Acoustic Velocity and Porosity Systematics in Siliciclastics
Lev Vernik: ARCO Exploration and Production Technology Company
Abstract: Using several well characterized data sets, including logs and laboratory velocity measurements in fluid-saturated sandstone/shale sequences, it is shown that improved porosity and lithology prediction from sonic logs is possible if unique trends related to sediment deposition, compaction, and diagenesis are recognized. Realistic, petrographically observed evolution of the pore geometries in consolidated, grain-supported sandstones (less than 25% to 30% porosity and less than 15% clay volume) can be successfully modeled using effective medium theories, resulting in a quasi-linear velocity-porosity relation deviating from linearity within the accuracy of velocity measurements. These relations are 1) well defined for clean arenites (essentially pure quartz sandstones) and arenites (slightly shaly sandstones with Vcl £ 12%), 2) largely stress independent, and 3) yield an improved porosity prediction when compared to the Raymer-Hunt-Gardner equations. Poorly consolidated grain-supported sandstones and sands are characterized by a much steeper gradient of velocity increase with porosity reduction as compared to their consolidated counterparts. The effect can be explained by competing mechanisms of grain rearrangement and initial cementation during early diagenetic history of the sediments.
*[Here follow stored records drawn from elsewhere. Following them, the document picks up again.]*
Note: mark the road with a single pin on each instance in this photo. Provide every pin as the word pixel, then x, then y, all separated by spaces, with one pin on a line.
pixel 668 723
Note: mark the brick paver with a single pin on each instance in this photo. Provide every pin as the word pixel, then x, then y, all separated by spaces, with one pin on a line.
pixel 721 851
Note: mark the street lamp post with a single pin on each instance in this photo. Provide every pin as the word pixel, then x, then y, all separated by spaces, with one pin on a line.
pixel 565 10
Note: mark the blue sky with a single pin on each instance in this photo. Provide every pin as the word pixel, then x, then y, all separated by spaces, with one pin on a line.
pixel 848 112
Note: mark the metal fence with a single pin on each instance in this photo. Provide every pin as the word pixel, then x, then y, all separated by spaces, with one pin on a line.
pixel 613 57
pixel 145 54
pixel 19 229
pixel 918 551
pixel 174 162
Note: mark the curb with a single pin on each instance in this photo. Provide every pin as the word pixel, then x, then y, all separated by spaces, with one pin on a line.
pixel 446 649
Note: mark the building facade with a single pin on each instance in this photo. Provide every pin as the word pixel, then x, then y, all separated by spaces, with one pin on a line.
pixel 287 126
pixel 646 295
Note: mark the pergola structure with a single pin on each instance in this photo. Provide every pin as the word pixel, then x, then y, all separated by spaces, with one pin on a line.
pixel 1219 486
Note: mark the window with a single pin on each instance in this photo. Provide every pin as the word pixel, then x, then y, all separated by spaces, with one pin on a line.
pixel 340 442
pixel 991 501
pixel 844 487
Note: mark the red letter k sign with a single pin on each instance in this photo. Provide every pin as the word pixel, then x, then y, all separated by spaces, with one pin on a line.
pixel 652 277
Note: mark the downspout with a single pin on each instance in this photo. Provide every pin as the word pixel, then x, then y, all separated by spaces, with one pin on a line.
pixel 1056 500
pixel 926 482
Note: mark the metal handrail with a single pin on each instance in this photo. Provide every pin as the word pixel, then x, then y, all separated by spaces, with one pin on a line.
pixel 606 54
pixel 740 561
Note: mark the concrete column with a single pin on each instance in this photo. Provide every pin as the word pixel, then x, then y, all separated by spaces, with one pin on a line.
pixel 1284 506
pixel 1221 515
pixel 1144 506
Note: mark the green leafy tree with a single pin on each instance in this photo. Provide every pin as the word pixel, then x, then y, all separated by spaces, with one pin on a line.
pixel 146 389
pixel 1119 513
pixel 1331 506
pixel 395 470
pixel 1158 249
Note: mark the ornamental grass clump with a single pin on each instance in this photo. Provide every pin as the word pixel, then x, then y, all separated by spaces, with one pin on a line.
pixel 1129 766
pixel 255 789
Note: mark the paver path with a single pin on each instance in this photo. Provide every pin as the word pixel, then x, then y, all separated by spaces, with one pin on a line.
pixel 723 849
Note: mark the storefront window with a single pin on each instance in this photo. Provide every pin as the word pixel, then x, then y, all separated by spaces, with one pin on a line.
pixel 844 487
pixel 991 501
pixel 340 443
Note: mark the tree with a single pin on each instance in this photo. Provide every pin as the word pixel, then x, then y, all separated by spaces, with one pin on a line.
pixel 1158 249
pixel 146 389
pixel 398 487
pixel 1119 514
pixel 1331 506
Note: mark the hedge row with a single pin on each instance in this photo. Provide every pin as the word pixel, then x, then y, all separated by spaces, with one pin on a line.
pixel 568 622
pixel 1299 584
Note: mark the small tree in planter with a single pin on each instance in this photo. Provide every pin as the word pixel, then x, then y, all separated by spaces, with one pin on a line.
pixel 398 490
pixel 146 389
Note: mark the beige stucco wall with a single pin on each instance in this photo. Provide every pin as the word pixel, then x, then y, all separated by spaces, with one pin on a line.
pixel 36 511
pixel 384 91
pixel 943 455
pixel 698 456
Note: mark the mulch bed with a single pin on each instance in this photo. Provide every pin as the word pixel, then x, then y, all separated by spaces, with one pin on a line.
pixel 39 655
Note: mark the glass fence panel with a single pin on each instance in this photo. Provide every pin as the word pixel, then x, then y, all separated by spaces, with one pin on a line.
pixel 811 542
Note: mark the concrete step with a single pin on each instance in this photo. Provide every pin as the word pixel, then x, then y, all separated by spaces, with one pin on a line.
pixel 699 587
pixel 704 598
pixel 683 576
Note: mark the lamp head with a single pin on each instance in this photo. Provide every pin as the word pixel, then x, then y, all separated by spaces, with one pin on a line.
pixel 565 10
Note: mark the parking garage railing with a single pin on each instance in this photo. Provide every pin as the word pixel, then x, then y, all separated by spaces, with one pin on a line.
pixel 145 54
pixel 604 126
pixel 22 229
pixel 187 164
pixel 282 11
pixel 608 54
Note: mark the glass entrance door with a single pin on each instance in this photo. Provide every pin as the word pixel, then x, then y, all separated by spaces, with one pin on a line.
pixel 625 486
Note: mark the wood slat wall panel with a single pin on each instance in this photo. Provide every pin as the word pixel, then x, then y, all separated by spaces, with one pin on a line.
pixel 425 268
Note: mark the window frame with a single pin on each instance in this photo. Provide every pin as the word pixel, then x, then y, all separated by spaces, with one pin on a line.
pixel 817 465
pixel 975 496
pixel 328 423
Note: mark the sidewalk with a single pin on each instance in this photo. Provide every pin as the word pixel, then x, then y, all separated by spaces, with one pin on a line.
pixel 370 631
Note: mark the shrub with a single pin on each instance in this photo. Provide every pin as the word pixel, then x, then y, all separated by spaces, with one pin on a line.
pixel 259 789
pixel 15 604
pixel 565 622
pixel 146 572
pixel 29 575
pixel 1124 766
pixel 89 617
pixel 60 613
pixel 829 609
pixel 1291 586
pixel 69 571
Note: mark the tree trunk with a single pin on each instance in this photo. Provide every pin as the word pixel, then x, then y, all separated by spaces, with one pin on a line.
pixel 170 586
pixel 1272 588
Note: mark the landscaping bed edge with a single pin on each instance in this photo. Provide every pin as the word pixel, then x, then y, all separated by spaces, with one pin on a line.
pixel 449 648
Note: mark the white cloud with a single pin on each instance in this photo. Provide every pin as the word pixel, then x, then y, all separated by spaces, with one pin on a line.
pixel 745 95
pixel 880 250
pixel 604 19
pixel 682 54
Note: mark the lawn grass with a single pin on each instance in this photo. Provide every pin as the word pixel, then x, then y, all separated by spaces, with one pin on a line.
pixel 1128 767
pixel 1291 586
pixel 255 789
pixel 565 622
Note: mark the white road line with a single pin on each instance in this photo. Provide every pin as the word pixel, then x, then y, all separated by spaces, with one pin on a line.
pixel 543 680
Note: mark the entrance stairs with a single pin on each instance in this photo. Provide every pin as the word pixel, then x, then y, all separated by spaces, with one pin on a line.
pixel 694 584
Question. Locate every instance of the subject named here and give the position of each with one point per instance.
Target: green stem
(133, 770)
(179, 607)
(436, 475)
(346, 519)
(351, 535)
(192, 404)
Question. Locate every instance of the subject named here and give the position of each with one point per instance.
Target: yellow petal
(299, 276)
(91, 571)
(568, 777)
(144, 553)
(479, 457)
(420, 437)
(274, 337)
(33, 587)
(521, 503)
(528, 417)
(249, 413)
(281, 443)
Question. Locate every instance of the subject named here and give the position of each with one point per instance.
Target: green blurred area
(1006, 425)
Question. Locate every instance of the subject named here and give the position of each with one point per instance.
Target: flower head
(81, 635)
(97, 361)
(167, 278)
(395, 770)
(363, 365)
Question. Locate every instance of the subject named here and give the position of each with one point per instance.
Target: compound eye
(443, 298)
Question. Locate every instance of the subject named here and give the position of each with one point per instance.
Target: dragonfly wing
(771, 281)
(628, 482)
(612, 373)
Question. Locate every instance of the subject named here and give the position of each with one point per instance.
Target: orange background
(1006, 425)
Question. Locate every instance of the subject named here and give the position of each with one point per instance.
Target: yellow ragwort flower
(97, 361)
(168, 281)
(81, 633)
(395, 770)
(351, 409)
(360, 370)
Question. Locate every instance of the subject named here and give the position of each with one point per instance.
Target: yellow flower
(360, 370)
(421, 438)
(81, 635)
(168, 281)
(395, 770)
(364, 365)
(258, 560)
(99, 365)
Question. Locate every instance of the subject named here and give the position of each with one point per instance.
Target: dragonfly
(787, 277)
The impact of clay in poorly consolidated sands is diminished, while the dependence on the grain sorting, loading history, and pore fluid chemical activity is increased. The compilation of experimental and log data on acoustic velocities in essentially clay matrix-supported siliciclastics (Vcl > 12%), including shales and wackes (substantially shaly sands), suggests that their bedding-normal elastic stiffnesses vary nonlinearly in the entire range of porosity reduction from around 80% to almost 0%. Theoretically motivated empirical models are given for the dry frame elastic moduli of the three major petrophysical groups of sandstones (clean arenites, arenites, and wackes) in the porosity range from 0% to 40%, which can be utilized in porosity prediction or fluid-substitution modeling. Gassmann equation-based fluid-substitution modeling for arenites and comparison with water-saturated core measurements at ultrasonic frequency suggest that 1) a substantial pore fluid sensitivity is only typical of poorly consolidated sandstones and sands, and 2) frequency-related velocity dispersion in poorly consolidated sands is relatively minor.